In 2013, 54 percent of the large employers in the NBGH survey said they offer consumer-directed plans as an option and 19 percent as the only way for workers to get coverage. Several that offer the plans as one alternative now plan to provide it as the only option next year. The survey found that 22 percent will make it the only choice.

Employers are also investing in more wellness programs, changing drug benefits especially for specialty drugs like injectable treatments, offering more service through on-site clinics, doing more contracting with high-quality and low-cost centers and offering more disease management services.

Another approach being considered is charging higher-paid employees more for health coverage. One-third of companies in the NBGH sample said they would do that in 2015 and another 8 percent said they are considering it in 2015.
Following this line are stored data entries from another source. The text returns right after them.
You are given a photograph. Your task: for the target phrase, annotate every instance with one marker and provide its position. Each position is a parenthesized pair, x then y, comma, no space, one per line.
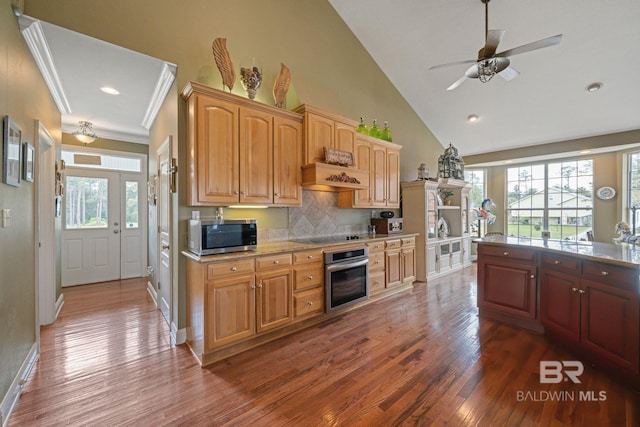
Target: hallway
(419,358)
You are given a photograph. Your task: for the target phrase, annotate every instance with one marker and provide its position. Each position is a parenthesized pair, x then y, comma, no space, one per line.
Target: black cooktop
(330,239)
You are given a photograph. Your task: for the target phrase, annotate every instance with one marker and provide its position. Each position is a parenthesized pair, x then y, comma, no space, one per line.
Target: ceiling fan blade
(549,41)
(508,74)
(457,83)
(469,61)
(493,40)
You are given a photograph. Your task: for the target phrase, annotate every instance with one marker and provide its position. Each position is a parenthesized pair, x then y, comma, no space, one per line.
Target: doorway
(104,221)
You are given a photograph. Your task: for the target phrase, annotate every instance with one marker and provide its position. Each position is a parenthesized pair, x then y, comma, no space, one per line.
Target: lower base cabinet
(592,307)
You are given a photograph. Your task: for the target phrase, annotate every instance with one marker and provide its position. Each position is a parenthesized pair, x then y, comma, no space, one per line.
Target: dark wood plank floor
(421,357)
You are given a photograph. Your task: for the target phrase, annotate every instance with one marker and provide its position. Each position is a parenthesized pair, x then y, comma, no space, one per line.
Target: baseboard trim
(10,399)
(152,291)
(59,304)
(178,336)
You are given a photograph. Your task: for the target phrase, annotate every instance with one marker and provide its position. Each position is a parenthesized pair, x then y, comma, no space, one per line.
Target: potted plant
(446,196)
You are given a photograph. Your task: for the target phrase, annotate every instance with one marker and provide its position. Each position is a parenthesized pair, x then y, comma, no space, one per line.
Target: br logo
(554,372)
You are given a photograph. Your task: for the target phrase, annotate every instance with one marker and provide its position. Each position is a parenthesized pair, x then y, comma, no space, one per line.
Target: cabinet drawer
(375,247)
(393,244)
(508,252)
(307,302)
(376,261)
(307,276)
(376,282)
(304,257)
(408,241)
(281,260)
(229,268)
(614,275)
(560,263)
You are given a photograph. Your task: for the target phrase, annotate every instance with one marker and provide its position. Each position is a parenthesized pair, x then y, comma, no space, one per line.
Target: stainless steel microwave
(217,236)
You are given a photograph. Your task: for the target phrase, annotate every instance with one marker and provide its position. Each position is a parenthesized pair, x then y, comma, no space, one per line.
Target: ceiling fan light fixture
(487,69)
(86,135)
(594,87)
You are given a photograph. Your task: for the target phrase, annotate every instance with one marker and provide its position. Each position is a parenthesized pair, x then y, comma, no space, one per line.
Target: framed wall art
(12,152)
(28,162)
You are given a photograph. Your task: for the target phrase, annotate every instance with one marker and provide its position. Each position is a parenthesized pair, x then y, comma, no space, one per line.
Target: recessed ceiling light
(110,90)
(594,87)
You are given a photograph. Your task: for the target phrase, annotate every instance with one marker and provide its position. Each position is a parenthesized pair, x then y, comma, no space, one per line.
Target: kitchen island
(584,295)
(241,300)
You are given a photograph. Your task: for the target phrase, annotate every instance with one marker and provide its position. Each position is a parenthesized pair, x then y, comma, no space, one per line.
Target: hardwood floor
(421,357)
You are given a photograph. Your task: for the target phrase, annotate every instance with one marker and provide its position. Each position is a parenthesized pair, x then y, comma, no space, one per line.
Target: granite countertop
(624,254)
(268,248)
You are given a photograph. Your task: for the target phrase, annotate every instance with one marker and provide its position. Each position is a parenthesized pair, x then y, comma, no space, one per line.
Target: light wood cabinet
(240,151)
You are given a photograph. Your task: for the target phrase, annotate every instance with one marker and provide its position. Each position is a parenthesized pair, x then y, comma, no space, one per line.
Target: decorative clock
(606,193)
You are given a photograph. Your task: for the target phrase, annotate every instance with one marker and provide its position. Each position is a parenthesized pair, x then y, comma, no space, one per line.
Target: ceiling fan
(490,63)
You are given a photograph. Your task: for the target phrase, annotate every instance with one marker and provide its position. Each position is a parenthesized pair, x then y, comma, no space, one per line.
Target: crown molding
(165,80)
(33,34)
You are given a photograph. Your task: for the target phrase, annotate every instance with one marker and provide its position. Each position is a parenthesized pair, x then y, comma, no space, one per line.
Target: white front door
(133,225)
(164,230)
(91,227)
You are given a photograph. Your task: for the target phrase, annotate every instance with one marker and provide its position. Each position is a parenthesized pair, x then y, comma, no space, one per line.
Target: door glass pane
(131,202)
(87,202)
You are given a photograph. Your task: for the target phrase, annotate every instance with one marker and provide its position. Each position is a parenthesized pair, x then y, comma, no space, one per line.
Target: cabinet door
(508,287)
(393,179)
(560,304)
(230,310)
(393,267)
(319,132)
(378,176)
(363,153)
(610,323)
(433,266)
(216,152)
(345,137)
(287,157)
(408,264)
(256,157)
(274,299)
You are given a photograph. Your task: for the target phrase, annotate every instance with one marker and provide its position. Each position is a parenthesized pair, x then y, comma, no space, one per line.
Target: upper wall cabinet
(324,129)
(240,151)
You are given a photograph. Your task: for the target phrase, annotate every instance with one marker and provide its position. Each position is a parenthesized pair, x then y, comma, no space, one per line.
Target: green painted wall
(24,97)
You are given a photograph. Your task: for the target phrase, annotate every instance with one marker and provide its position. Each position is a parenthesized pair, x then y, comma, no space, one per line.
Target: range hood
(325,177)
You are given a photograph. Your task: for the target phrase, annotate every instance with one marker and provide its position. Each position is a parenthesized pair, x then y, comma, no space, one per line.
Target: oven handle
(346,265)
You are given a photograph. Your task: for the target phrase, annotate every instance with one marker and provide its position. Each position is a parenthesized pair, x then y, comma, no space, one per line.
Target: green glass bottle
(362,128)
(375,130)
(386,132)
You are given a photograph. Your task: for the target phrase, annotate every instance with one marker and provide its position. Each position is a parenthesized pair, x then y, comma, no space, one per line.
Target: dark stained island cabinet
(584,295)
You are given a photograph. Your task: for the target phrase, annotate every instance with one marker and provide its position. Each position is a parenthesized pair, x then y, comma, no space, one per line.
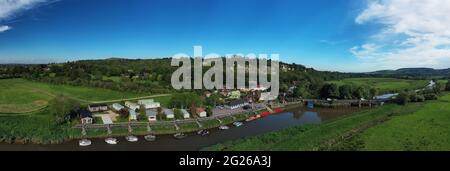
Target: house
(169,113)
(132,115)
(236,104)
(149,104)
(132,106)
(98,107)
(185,113)
(86,116)
(117,107)
(151,114)
(235,94)
(201,112)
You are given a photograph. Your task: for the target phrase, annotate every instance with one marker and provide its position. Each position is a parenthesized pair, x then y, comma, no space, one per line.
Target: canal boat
(131,138)
(85,142)
(111,141)
(224,127)
(238,124)
(180,135)
(150,138)
(203,132)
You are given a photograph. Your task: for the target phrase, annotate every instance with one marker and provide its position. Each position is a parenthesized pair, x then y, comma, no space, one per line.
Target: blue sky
(320,34)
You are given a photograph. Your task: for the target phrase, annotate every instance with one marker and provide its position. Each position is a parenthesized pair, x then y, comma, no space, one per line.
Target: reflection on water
(292,117)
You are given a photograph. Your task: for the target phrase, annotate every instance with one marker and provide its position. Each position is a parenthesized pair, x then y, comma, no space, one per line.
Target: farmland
(384,84)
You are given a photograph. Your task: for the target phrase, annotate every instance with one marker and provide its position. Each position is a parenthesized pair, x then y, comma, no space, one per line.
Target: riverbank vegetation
(413,126)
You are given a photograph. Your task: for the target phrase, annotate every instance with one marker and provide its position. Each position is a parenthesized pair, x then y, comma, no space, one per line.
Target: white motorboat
(224,127)
(112,141)
(150,138)
(131,138)
(85,142)
(180,135)
(238,124)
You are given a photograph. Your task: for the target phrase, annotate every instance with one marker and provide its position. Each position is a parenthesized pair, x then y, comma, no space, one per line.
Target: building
(132,106)
(132,115)
(235,94)
(201,112)
(117,107)
(97,107)
(85,116)
(236,104)
(149,104)
(151,114)
(185,113)
(169,113)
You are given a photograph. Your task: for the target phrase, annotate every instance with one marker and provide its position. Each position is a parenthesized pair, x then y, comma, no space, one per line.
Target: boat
(111,141)
(180,135)
(150,138)
(238,124)
(203,132)
(85,142)
(131,138)
(224,127)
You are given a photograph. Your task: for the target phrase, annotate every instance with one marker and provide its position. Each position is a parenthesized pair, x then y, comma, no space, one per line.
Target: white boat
(131,138)
(224,127)
(180,135)
(150,138)
(112,141)
(238,124)
(85,142)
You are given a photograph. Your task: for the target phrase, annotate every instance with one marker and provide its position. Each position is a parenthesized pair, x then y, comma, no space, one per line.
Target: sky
(338,35)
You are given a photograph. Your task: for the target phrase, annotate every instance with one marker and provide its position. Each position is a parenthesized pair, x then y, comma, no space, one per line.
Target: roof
(85,113)
(151,112)
(199,110)
(168,111)
(237,102)
(98,105)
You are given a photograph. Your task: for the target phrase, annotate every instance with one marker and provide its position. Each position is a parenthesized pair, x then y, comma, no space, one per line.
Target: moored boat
(180,135)
(224,127)
(85,142)
(111,141)
(131,138)
(238,124)
(150,138)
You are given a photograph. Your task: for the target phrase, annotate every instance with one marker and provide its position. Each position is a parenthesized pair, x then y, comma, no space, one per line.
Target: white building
(185,113)
(149,104)
(169,113)
(132,106)
(117,107)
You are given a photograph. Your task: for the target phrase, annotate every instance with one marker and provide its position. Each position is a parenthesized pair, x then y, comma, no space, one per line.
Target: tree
(345,91)
(403,98)
(61,106)
(330,91)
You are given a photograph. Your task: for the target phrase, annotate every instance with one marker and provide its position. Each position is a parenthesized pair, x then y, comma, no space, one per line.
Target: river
(292,117)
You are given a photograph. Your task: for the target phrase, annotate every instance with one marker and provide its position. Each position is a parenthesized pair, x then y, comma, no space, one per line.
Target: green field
(384,84)
(23,96)
(416,126)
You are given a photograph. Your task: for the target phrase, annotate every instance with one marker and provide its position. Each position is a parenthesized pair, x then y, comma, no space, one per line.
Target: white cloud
(4,28)
(413,33)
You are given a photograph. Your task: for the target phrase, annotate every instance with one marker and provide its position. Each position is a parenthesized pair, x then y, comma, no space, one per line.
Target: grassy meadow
(415,126)
(384,84)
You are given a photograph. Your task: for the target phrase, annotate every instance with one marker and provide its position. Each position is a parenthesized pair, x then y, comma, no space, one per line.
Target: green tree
(345,91)
(61,106)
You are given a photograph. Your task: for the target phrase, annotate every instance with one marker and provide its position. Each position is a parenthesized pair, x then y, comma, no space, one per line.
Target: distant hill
(414,72)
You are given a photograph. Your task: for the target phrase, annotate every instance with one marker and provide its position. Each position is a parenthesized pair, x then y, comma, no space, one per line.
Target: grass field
(23,96)
(416,126)
(384,84)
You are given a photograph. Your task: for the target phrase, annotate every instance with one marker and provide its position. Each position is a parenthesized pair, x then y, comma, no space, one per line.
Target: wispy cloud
(11,8)
(4,28)
(413,33)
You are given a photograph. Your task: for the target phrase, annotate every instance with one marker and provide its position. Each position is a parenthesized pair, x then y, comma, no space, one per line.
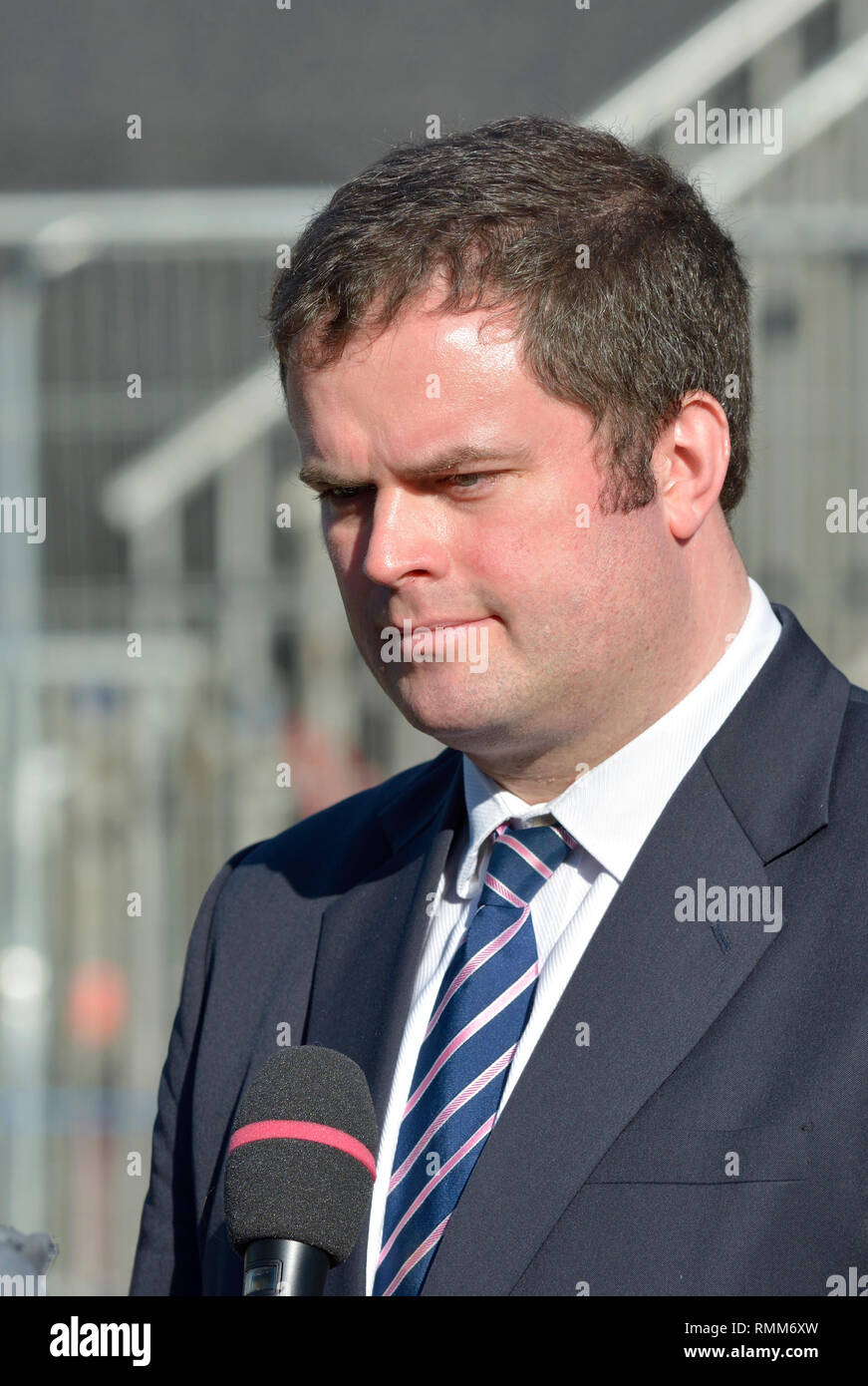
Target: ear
(691,461)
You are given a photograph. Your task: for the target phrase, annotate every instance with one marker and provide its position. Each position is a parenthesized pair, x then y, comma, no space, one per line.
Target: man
(602,960)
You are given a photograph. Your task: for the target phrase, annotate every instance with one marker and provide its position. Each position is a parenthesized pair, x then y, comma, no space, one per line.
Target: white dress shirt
(609,811)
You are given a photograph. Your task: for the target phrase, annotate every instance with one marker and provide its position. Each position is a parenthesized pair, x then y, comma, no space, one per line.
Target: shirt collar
(612,809)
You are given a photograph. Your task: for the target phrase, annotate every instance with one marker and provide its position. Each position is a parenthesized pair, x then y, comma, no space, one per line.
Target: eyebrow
(315,473)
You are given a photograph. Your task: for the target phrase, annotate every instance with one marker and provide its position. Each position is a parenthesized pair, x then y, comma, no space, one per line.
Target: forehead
(427,370)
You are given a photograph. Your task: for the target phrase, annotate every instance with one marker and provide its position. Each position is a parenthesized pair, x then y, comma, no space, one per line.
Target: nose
(403,538)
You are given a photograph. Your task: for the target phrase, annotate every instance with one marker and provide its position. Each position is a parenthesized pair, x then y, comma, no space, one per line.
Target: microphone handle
(277,1267)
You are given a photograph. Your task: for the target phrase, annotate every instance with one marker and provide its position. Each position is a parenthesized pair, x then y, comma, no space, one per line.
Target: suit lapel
(650,985)
(370,944)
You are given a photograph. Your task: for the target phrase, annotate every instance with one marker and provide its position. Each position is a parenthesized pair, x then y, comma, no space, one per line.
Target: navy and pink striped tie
(465,1054)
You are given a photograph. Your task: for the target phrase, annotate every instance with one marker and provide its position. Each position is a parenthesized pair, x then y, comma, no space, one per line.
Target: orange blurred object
(97,1002)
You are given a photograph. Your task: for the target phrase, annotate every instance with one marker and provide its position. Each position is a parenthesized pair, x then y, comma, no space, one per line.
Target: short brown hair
(662,306)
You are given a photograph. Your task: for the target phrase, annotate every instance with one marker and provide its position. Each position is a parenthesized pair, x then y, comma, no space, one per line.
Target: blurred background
(139,398)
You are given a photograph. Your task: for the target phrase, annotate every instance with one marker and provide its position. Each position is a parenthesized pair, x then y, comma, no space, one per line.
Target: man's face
(424,532)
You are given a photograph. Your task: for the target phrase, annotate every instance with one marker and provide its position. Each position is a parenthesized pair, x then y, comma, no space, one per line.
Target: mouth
(444,622)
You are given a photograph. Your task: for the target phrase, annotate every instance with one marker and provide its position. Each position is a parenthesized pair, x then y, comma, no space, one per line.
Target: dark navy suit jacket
(611,1169)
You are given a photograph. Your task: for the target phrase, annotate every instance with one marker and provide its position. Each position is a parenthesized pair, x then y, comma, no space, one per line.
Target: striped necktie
(465,1054)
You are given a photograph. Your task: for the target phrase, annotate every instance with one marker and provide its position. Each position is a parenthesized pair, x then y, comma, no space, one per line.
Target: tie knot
(522,860)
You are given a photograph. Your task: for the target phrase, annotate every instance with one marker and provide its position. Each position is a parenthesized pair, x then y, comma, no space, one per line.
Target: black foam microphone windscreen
(302,1156)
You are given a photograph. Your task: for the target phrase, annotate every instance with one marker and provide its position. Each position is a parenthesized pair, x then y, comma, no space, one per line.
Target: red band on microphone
(305,1131)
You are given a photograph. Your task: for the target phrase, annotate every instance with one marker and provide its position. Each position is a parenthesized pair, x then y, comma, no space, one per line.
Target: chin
(459,721)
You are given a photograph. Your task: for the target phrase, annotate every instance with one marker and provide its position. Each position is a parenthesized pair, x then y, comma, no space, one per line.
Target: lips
(444,621)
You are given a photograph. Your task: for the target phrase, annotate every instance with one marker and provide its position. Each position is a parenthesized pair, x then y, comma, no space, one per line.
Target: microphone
(301,1169)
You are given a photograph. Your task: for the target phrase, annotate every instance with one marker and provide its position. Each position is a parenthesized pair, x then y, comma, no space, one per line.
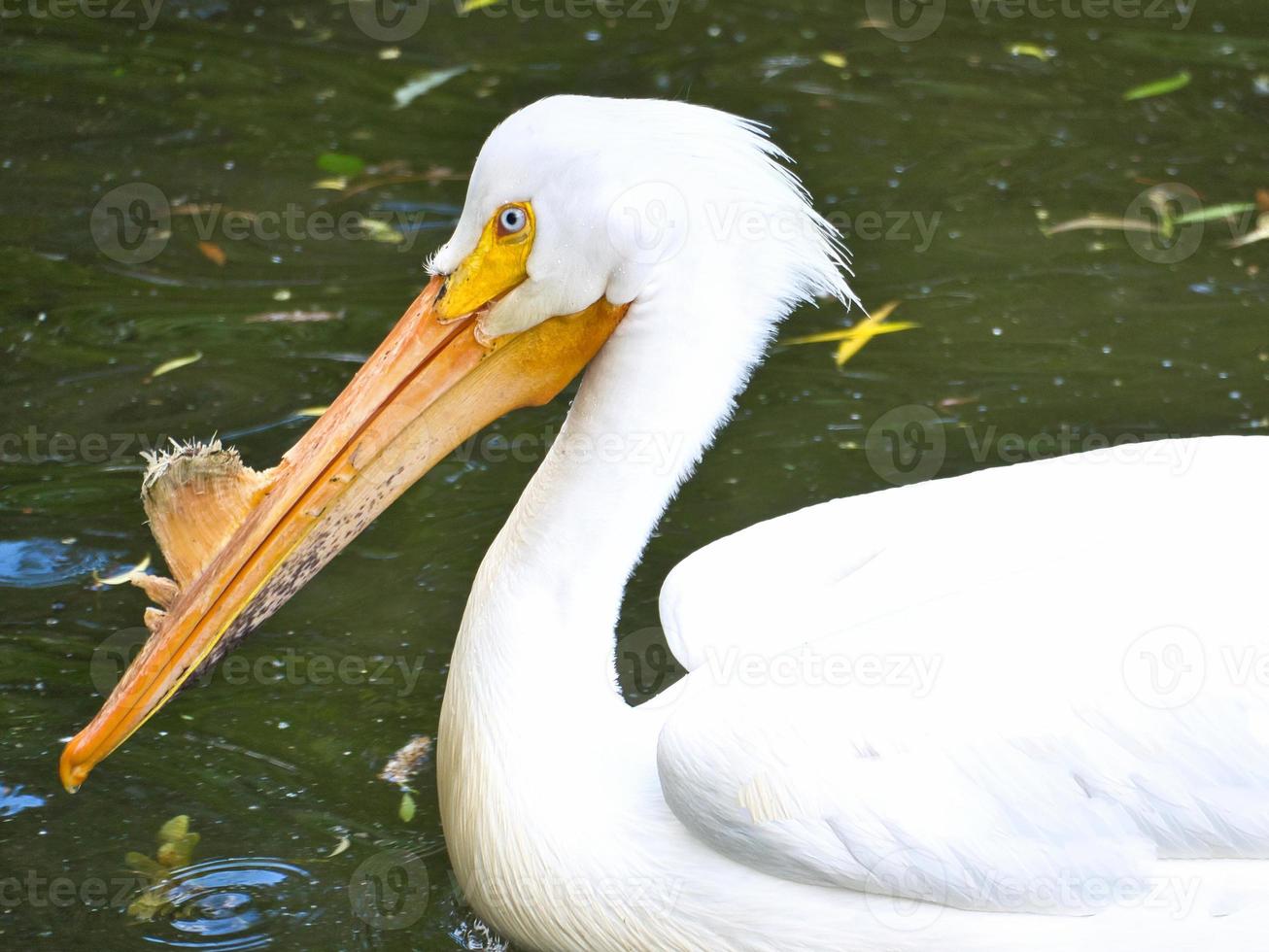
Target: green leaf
(1216,212)
(174,829)
(340,164)
(1159,87)
(1032,50)
(406,809)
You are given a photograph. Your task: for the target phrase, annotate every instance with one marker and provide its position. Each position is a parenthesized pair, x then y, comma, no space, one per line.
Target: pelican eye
(511,221)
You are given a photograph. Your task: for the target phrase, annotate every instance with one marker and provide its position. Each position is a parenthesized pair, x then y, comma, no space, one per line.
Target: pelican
(1023,708)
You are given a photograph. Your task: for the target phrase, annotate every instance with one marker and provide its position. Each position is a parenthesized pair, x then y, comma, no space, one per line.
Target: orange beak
(429,386)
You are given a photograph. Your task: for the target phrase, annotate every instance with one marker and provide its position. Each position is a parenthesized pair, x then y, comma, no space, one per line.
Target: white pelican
(1016,710)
And private exchanges, an increasingly popular idea, could be a way for employers to make changes in benefits while simultaneously distancing themselves from reductions in coverage.

"You can look at private exchanges as a safety valve for the Cadillac tax," said Steve Wojcik, vice president of public policy for the National Business Group on Health. As 2018 draws closer, he said, employers who have been unable to scale back health care spending could turn to private exchanges.

"It's easy to imagine some employers won't be able to get costs under the threshold unless they move to private exchanges because sometimes it's easier for an outside entity to impose the changes by saying these are the plan offerings," he said.

In other words, instead of scaling back benefits for workers in their existing plans, the companies could join a private exchange in which all of the choices would not exceed the level of spending that would trigger the Cadillac tax.

Gary Claxton, the director of the Health Care Marketplace Project at the nonpartisan Kaiser Family Foundation, said employers do not want to wait until 2016 or 2017 to make changes abruptly. But at the same time, it's hard for employers to know exactly what the details of the excise tax will be since the Obama administration has not yet released a proposed rule on it.

"If you want to moderate costs, you can use it as an excuse," said Claxton. "Anytime someone can blame it on something else, they will."